Ho visto un sacco di coglioneria nel mondo, sono stato ammorbato dai personaggi più ripugnanti, superficiali, vanesi, arroganti, gretti, pavidi, che si possa immaginare, voglio trarne qualcosa di buono dandoli in pasto ai lettori, e così, almeno, beffarmi di loro. 

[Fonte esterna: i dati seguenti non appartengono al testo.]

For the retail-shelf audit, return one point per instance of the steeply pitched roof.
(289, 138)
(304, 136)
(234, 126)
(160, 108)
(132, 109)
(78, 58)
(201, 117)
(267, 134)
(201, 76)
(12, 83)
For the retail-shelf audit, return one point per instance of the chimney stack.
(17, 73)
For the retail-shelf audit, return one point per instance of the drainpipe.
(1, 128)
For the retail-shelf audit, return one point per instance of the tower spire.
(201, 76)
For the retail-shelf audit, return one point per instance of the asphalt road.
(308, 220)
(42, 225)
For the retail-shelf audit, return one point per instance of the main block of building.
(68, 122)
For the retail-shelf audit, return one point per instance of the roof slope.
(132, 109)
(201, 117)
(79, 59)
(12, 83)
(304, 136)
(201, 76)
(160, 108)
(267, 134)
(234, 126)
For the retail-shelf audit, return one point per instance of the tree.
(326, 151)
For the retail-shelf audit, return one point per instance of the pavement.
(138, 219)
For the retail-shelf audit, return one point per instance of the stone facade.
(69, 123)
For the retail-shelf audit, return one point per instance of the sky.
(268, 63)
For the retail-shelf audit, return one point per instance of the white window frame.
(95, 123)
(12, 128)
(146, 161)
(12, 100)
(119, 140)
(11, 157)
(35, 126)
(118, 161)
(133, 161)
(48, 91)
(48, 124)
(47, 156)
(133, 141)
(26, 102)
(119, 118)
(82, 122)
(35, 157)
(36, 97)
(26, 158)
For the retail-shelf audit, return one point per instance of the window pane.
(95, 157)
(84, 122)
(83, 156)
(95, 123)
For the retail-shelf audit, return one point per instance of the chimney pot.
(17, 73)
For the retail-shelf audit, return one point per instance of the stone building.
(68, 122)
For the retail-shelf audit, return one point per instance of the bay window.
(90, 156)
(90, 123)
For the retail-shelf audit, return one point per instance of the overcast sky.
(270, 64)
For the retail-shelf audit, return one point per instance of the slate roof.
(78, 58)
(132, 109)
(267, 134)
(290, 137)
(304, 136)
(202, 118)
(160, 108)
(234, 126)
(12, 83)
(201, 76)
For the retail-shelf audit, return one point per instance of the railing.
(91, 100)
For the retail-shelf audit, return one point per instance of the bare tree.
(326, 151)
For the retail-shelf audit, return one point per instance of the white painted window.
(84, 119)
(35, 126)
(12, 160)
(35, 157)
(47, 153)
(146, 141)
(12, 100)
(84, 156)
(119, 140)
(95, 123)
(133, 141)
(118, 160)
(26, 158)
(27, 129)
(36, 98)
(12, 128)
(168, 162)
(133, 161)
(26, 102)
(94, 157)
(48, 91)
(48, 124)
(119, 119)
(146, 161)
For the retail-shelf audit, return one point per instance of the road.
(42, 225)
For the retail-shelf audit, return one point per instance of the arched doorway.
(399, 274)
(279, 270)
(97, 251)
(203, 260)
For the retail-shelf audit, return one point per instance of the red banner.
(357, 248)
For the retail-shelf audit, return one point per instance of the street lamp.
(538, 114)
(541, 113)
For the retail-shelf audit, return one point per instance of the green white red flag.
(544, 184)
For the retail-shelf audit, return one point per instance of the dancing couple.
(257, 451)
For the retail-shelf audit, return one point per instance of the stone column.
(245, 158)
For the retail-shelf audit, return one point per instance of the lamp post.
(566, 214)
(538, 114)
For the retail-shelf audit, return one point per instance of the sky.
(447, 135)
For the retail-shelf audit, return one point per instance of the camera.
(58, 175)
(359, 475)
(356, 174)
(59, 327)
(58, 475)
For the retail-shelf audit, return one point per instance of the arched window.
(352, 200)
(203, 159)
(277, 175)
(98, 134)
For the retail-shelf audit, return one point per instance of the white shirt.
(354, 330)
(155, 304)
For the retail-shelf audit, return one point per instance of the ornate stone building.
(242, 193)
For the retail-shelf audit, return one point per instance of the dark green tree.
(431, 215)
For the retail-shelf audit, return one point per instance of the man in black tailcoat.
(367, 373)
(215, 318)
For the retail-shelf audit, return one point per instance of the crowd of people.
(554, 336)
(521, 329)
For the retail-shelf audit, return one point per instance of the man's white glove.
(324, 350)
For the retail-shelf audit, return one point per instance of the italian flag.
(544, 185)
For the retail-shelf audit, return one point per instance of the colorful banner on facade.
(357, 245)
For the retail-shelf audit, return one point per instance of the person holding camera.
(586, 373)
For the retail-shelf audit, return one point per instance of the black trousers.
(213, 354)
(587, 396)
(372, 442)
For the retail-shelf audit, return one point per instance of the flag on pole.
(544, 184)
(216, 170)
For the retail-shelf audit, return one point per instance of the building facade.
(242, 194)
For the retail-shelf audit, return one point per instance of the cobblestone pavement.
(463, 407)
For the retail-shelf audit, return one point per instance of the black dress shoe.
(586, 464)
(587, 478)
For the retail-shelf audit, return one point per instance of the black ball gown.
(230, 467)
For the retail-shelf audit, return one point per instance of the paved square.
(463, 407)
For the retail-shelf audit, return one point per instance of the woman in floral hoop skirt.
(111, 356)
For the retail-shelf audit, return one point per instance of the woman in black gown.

Ci si fa tante storie, uno si forza …la buona educazione… sei accompagnato… e tutto il resto. Ma era inevitabile, è la biologia che domina, mica “l’educazione”, l’ipocrisia; se entrava in un qualunque posto affollato, tutti i sapiens maschi, accoppiati o meno che fossero, le lanciavano almeno un’occhiata. Il suo mondo era gentile e disponibile, ovunque arrivavano cocktail pagati, inviti a feste eleganti, non c’era un conto al ristorante che fosse diviso a metà, non esisteva di camminare al vento, sotto la pioggia, per tornare a casa, succedeva a me questo; per lei c’era sempre qualcuno disposto ad accompagnarla, che passava giusto sotto casa sua: no! Nessun problema, figurarsi. I lavori arrivavano con una certa frequenza, saltuari, ma costanti. I segretari di facoltà erano gentilissimi. Strano! Erano dei cani di solito, latravano, mica parlavano. I professori la incoraggiavano, le prestavano testi, parlavano per ore; li prendeva sempre che non avevano niente da fare, che invece era ciò che accadeva con più frequenza, che manco ti guardavano né si fermavano per i corridoi se facevi loro qualche domanda, tiravano dritti e sbuffavano tra parole pietrose e scarse. Il suo mondo era pieno di gente sorridente, brillate (o che ci provava ad esserlo) spiritosa (o che ci provava ad esserlo) disponibile. Un’isola che non c’è. Per gli altri! Ci ero cresciuto insieme, mi facevo i fatti miei, stavo al bar una sera sbronzo, lei si divincola, e un po’ stufa, annoiata, mi vuole rendere partecipe di come sia dura la vita sociale, con quegli occhi verdi e grandi che non ti stuferesti mai di guardare, i capelli biondi, gli zigomi sporgenti, un viso d’angelo, il labbro e la dentatura che le conferivano con una smorfia caratteristica e adorabile che faceva subito pensare a… e il fisico di una pallavolista. Che stress! Che avvilimento! Che noia, ripetitività. Tutti che ti guardano, ti desiderano, ci provano… Non dissi nemmeno una parola.